Last year we reported how the EU was in the process of introducing new lower workplace exposure for certain substances that have been identified as being either carcinogenic or mutagenic (capable of causing permanent change in an organism’s genes). EU member states were given until 17th January 2020 to implement these changes into national legislation.
Exposure limits are based on the amount of a hazardous substance present in the air that people breathe, averaged over a specified reference period. Two periods are used a long-term exposure limit (8 hours) and a short-term exposure limit (15 minutes).
In the UK workplace exposure limits are set for various hazardous substances under the Control Of Substances Hazardous to Health (COSHH) regulations. The list of UK exposure limits is set out in the HSE’s publication EH40/2005. This publication has now been updated to include the new limits and requirements. This can be downloaded from the HSE’s website at: https://www.hse.gov.uk/pubns/books/eh40.htm
In summary there are new or amended entries for the following substances:
Hardwood dusts (including mixed dusts), Chromium (VI) compounds, Refractory ceramic fibres, Respirable crystalline silica, Vinyl chloride monomer, Ethylene oxide, 1,2-Epoxypropane, Acrylamide, 2-Nitropropane, O-Toluidine, 1,3-Butadiene, Hydrazine, Bromoethylene.

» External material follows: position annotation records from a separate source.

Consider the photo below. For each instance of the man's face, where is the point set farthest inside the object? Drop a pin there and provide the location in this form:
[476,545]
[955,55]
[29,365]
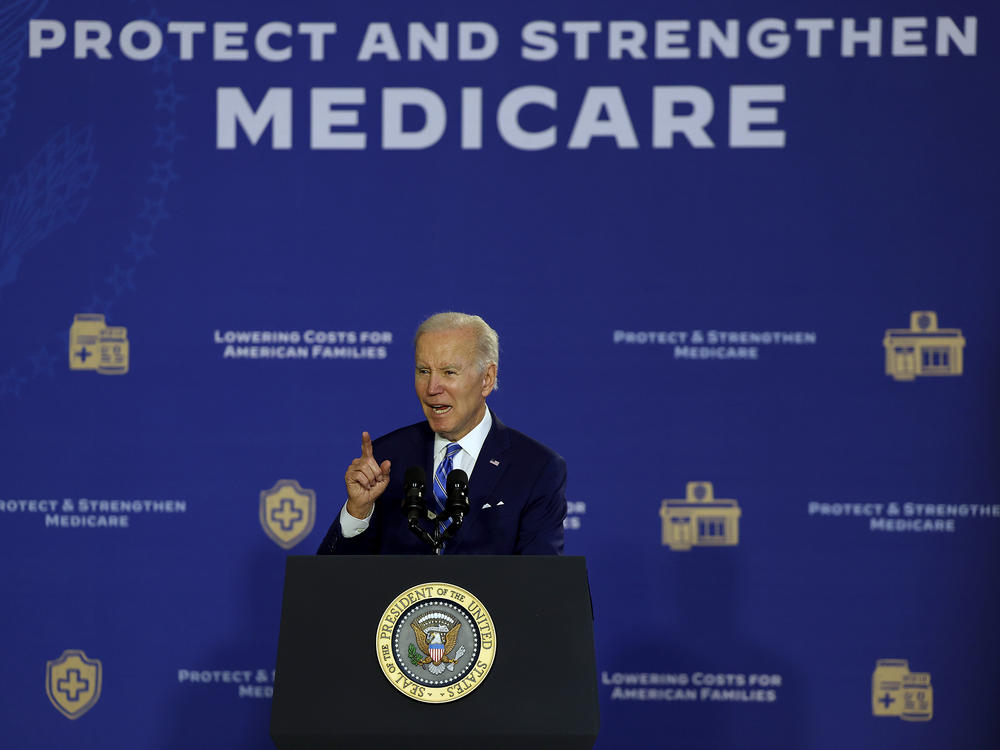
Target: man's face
[451,388]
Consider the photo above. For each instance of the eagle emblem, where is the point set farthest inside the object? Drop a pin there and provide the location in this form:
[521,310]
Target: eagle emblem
[436,635]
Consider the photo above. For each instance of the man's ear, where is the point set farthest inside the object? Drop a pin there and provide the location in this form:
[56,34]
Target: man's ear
[489,378]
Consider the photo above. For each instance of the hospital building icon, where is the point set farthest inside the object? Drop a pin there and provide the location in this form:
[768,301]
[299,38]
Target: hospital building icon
[700,519]
[923,348]
[94,345]
[896,691]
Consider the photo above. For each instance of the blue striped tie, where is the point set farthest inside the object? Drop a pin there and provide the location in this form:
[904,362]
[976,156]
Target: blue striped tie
[441,479]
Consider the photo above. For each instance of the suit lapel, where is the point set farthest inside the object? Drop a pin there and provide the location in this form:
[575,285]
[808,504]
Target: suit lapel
[490,464]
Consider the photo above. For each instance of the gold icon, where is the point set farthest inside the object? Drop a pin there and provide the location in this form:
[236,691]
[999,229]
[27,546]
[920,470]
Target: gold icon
[436,642]
[923,348]
[94,345]
[896,691]
[287,512]
[700,520]
[73,683]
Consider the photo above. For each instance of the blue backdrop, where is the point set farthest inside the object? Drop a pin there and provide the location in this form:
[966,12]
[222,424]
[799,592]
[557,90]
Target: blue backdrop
[742,260]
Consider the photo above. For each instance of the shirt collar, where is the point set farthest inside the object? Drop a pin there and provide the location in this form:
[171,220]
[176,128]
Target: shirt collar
[472,443]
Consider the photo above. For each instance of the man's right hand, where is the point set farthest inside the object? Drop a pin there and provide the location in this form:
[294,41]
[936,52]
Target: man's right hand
[366,480]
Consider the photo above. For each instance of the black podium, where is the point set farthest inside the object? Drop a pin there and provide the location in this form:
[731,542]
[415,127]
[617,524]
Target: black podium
[330,690]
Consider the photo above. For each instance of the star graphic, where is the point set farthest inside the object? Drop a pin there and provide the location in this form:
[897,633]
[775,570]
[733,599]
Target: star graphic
[153,211]
[167,136]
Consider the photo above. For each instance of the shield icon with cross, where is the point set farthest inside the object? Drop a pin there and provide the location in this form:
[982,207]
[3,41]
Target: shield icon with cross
[287,512]
[73,683]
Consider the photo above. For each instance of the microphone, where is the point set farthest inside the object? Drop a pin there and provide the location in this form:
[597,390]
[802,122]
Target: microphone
[413,494]
[457,504]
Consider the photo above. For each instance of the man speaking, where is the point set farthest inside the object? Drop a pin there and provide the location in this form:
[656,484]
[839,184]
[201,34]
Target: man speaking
[516,486]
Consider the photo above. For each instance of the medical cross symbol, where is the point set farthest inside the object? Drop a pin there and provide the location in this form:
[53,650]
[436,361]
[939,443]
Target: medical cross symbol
[287,515]
[72,685]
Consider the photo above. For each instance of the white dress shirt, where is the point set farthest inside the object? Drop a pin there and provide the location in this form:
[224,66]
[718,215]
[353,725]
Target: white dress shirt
[465,460]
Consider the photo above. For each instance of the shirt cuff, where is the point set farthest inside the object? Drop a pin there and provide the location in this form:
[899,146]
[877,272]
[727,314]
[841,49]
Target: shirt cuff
[351,526]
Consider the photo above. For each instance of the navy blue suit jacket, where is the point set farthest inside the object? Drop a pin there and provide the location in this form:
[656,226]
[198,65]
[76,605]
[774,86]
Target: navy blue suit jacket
[517,499]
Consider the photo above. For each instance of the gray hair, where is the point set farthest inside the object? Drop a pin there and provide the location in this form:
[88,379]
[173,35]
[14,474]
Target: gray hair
[487,340]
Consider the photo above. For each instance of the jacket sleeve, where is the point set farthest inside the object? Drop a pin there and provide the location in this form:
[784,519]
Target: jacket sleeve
[540,531]
[365,543]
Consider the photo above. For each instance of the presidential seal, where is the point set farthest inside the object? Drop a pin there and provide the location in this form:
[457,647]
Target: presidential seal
[436,642]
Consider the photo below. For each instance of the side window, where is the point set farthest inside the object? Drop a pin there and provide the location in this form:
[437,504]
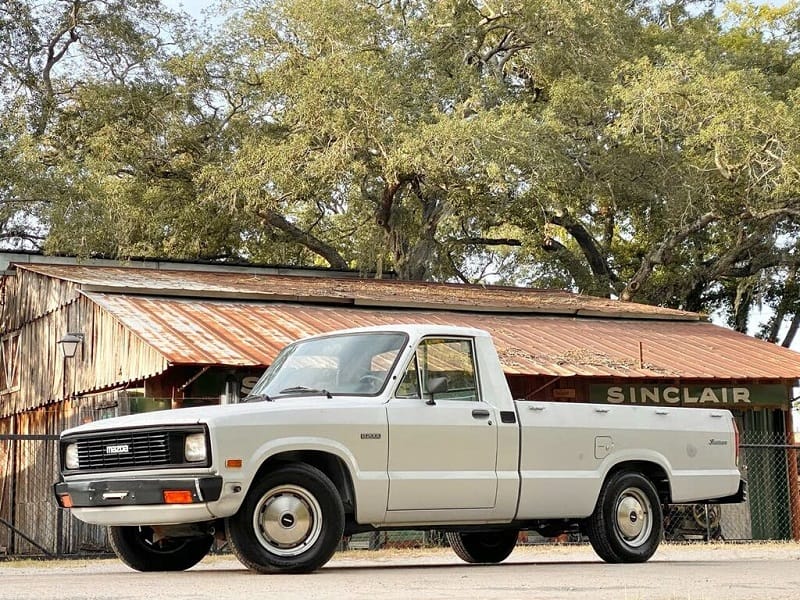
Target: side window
[409,385]
[452,359]
[9,359]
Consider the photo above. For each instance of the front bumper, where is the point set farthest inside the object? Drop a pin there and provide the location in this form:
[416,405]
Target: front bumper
[136,492]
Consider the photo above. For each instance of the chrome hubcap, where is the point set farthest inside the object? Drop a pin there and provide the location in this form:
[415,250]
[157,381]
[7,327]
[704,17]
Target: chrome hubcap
[633,516]
[287,520]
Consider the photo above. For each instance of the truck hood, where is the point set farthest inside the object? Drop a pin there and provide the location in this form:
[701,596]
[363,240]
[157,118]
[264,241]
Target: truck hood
[227,413]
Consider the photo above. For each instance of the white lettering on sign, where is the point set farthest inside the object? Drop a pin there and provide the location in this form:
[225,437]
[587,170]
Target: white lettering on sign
[247,385]
[675,395]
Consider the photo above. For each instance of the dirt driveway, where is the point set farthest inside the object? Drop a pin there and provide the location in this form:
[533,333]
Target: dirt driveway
[696,572]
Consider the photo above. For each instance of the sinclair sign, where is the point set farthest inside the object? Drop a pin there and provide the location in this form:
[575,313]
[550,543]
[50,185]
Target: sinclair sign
[690,395]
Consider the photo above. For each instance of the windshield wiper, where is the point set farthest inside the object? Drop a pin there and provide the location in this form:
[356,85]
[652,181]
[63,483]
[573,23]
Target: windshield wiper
[301,389]
[257,398]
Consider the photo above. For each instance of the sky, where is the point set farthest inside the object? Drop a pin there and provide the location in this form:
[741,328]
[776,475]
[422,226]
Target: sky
[193,7]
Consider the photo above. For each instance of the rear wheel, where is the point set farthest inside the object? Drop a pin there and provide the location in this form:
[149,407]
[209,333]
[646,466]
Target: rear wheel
[626,525]
[138,548]
[483,546]
[290,522]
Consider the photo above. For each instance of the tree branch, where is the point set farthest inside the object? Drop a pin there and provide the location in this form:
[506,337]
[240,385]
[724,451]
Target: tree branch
[659,254]
[304,238]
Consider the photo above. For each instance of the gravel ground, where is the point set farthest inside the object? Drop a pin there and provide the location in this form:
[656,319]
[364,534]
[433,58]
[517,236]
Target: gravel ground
[691,572]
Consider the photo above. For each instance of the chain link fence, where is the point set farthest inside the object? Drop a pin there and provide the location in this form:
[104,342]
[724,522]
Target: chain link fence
[31,524]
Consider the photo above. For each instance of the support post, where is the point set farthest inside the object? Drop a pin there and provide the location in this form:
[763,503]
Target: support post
[792,474]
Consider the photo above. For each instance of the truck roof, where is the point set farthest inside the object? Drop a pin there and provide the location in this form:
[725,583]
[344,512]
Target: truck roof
[414,330]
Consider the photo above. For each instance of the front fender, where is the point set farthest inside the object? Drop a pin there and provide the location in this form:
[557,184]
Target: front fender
[370,487]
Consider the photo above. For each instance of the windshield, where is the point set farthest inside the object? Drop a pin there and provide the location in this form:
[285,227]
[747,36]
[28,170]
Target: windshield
[352,364]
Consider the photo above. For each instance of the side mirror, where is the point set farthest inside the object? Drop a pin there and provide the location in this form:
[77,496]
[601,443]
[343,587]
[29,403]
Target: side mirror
[435,385]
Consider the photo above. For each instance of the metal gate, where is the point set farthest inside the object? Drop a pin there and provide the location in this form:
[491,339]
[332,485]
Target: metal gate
[31,524]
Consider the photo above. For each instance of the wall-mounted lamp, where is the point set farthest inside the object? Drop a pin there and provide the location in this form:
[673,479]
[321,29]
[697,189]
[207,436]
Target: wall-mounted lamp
[69,344]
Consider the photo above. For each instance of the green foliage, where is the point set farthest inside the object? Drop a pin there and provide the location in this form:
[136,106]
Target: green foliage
[646,150]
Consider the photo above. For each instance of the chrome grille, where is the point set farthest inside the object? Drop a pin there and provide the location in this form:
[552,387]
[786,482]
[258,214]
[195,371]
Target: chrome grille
[124,449]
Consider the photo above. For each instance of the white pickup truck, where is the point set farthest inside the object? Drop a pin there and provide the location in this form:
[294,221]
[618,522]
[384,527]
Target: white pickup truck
[395,427]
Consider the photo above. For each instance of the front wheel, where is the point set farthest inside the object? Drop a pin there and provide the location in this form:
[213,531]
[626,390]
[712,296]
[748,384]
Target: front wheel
[627,524]
[291,521]
[483,546]
[140,549]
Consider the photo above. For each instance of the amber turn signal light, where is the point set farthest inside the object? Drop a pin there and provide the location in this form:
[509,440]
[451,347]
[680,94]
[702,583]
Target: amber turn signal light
[178,497]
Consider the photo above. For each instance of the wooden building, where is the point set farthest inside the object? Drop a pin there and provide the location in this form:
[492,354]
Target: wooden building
[160,335]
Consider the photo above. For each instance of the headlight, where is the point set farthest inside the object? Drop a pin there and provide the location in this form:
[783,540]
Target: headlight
[71,457]
[194,447]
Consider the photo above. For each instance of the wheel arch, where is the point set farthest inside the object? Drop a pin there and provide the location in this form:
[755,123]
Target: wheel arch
[655,472]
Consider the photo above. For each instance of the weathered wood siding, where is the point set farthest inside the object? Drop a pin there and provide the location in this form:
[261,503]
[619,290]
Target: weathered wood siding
[111,356]
[27,296]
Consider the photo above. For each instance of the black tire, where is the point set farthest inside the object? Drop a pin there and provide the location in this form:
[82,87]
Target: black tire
[291,521]
[135,547]
[483,546]
[627,523]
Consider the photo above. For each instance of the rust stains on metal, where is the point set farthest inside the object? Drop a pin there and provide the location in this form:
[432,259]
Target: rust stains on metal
[251,333]
[348,291]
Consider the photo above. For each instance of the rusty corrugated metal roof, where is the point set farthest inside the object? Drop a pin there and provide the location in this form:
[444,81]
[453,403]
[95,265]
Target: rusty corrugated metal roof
[348,291]
[251,333]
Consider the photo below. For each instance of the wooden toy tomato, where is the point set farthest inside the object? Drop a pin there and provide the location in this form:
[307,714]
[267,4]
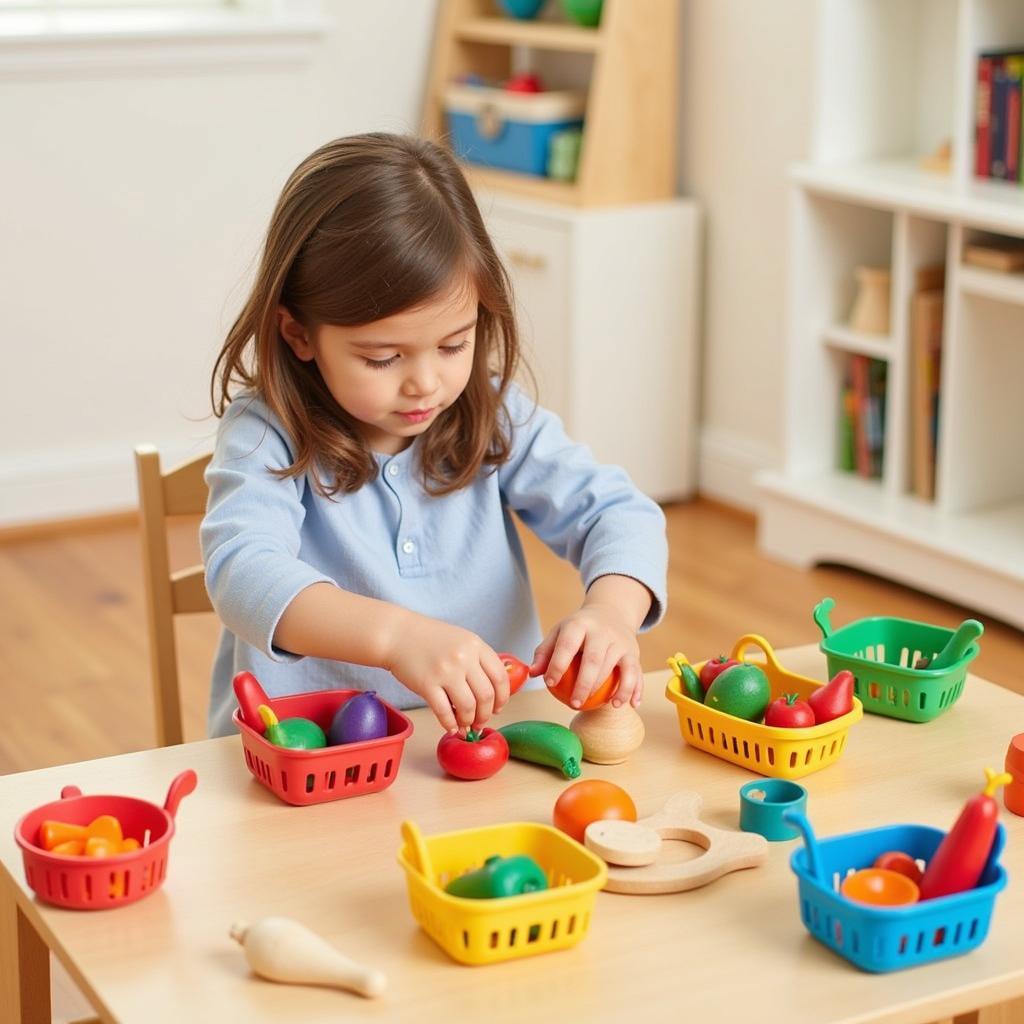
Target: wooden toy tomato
[600,694]
[475,756]
[591,800]
[518,672]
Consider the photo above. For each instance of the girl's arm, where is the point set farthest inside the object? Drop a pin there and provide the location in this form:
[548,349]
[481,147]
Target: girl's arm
[593,515]
[266,595]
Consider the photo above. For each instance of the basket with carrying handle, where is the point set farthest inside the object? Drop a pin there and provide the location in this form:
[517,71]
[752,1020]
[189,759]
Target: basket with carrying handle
[882,651]
[778,753]
[487,931]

All employers have a duty to identify any hazardous substances employees are exposed to at work and to take action to prevent or minimise that exposure. In some cases it may be practical to substitute a harmful substance for a less harmful one, other cases may require more specific controls measures such as controlling work processes, providing extraction systems or personal protective equipment.
Our specialists can help you to manage harmful substances in your workplace. Please speak to your normal PIB Risk management contact or get in touch using email@example.com if you have any questions about the control of substances hazardous to health in your workplace.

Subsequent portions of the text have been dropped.